Well, we older folks have all been there at some time. The true answer is, it really depends on what you are trying to do or measure regarding that lens. If you intend to make a quick and dirty measurement of the focal length of the lens and you are going to use a wooden desk ruler and a 3″ x 5″ index card to see the “image” etc., well then that clamp they gave you, which might be designed to hold an Erlenmeyer flask in the chemistry lab, could be good enough. You might have a budget of zero. We would understand.
But, if you are trying to do a sophisticated test or measurement, you will benefit from having a more sophisticated holder. There are so many what-ifs to answer.
Do you need to hold a bare glass lens or a lens in a barrel or housing? Do you need to tilt it around some axes in order to align its optical axis with something? Are you going to measure its image in air with some kind of measuring microscope? Are you going to try to “focus” that lens’s image to a fixed focal plane in space or on a detector you have? Or, (good grief) are you going to have to do interferometry using that lens? The Erlenmeyer flask clamp may not work at all in these cases.
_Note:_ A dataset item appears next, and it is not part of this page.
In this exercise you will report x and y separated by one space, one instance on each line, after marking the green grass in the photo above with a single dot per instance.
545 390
This post will get horribly long if I try to consider all of these possibilities in detail. So, to keep this one short, let’s say:
There are many kinds of opto-mechanical lens holders available. If you expect to make very small angular adjustments or very small linear movements with that lens assembly in order to make really accurate (or repeatable) focusing, or (good grief) interferometric measurements, then you are going to need a good, sturdy, stable, adjustable, lens holder, which may cost much more than that lens you have to work with! Even when the boss tells you that your measurement budget is “zero,” the fact is that your time spent in the lab is costing way more than zero. Time wasted on making a “serious” measurement or a “go/no-go test” on a lens will be worse than wasted, if your results of the test are erroneous because they gave you a cheap clamp to use. Do good work!